In the country’s 500 largest school districts, one-third of superintendents were women as of July, according to the 2025 update of the ILO Group’s Superintendent Research Project.

The education strategy and policy firm, which launched the initiative in 2021 to track national trends related to the role, says this is the highest level it’s observed to date, citing data as far back as 2018.

Additionally, women accounted for 39 percent of new superintendent appointments in the past year.

ILO Group projects that by 2054, there will be equal numbers of women and men serving in the position in the country’s most populus districts.

By gender, according to the update, more superintendents who are women have earned doctoral degrees (74 percent) compared to men (69 percent) — a trend consistent with the prior year.

Women were most likely to be selected as superintendent in districts that chose a leader internally and/or where they had served as an interim superintendent, ILO Group found.

Overall, most new superintendents were internal hires in 2025. “Men are more likely to rise to the superintendency as external hires and to have previously served as superintendents or assistant superintendents,” according to ILO Group.

Turnover

Superintendent turnover is also at historic rates, with 114 of the 500 districts (23 percent) considered having at least one leadership change between July 1, 2024, and July 1, 2025.

“The role of superintendent is one of the most influential in public education and yet data show that districts and states continue to face destabilizing turnover,” said Julia Rafal-Baer, ILO Group co-founder and CEO, in a statement. “This year’s findings make clear that the leadership churn we once considered temporary is now the new normal, and it is straining districts at the very moment students need steady, effective leadership the most.
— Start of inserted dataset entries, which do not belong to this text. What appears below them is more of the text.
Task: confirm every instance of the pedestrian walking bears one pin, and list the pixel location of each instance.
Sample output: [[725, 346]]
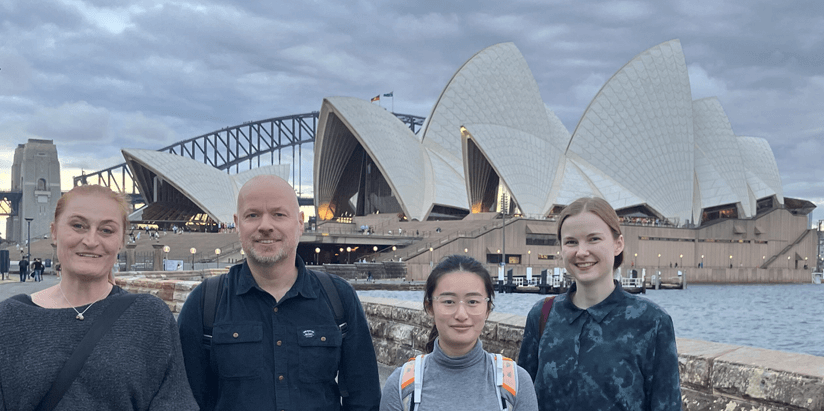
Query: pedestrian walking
[[24, 269]]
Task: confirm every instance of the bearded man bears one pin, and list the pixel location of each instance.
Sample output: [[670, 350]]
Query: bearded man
[[275, 342]]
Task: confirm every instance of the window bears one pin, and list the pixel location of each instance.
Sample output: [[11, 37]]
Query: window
[[541, 239]]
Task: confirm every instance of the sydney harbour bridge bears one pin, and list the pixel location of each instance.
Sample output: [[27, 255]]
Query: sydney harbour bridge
[[235, 149]]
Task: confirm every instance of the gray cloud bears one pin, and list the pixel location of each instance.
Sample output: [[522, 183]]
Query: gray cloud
[[144, 73]]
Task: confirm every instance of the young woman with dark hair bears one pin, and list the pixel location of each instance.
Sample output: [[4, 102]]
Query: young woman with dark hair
[[602, 348], [456, 373]]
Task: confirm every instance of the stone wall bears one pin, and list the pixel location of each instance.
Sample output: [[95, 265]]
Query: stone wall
[[713, 376]]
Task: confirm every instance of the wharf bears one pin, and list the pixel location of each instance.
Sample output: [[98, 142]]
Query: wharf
[[388, 285]]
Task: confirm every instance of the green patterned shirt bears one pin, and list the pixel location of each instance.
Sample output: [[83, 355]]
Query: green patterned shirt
[[619, 354]]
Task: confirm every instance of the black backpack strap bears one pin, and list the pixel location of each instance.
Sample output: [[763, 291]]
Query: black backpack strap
[[334, 300], [212, 292], [72, 367]]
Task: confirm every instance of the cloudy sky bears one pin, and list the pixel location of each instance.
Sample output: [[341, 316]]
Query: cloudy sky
[[99, 75]]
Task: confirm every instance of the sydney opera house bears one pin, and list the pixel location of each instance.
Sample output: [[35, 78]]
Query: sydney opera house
[[642, 144], [688, 189]]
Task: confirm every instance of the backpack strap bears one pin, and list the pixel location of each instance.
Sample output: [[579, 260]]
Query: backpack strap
[[506, 380], [334, 300], [411, 382], [212, 292], [71, 368], [545, 309]]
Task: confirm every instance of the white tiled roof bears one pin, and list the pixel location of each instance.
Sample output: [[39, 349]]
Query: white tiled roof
[[718, 164], [638, 130], [641, 141]]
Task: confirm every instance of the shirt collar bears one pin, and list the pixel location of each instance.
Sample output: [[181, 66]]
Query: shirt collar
[[246, 282], [598, 312]]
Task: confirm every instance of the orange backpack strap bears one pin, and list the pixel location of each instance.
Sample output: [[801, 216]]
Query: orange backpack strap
[[510, 376], [506, 380], [408, 373], [411, 382], [545, 309]]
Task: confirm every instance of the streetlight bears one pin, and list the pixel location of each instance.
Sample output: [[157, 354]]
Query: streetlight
[[28, 239], [166, 250]]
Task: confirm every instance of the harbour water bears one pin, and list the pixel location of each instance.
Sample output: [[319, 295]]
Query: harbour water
[[776, 317]]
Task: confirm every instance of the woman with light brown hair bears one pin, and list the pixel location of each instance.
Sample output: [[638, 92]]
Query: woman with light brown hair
[[598, 347], [85, 343]]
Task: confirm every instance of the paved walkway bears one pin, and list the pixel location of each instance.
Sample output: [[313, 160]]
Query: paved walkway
[[13, 286]]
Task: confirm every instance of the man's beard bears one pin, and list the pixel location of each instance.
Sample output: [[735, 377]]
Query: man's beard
[[269, 260]]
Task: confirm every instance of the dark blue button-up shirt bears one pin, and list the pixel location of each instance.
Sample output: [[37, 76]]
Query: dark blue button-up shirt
[[619, 354], [279, 355]]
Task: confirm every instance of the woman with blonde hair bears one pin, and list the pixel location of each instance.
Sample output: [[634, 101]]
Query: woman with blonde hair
[[598, 347], [85, 343]]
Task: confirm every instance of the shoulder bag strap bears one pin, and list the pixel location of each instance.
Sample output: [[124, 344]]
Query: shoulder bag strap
[[209, 300], [73, 365], [334, 300], [547, 307]]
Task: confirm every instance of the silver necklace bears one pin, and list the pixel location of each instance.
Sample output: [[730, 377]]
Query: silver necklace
[[79, 314]]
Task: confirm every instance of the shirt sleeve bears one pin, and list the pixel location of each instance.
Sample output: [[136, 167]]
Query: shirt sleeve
[[528, 355], [174, 392], [358, 365], [391, 397], [526, 400], [202, 380], [662, 384]]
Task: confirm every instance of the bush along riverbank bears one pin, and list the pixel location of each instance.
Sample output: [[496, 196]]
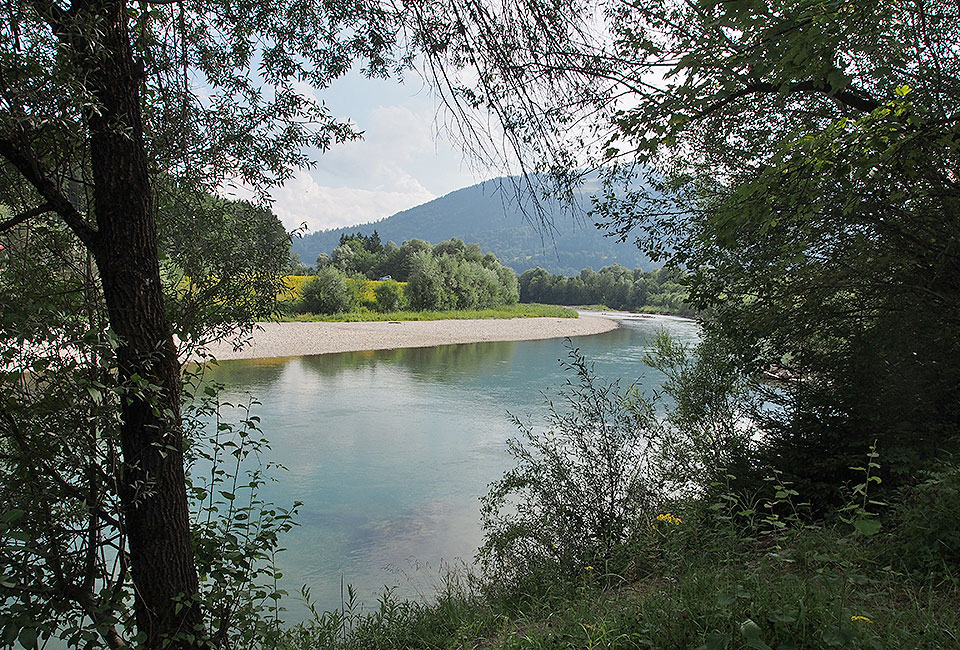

By tapping into the full pool of highly qualified, battle-tested leaders already in our schools and state education agencies, we can both improve leadership stability and ensure every community has the leadership it needs to meet today’s challenges and deliver for students.”

Similarly, at the state-level, 20 percent of states saw transitions in leadership in the last year. Fifty-three percent of state superintendent roles are filled by women in 2025, up from 47 percent in 2024.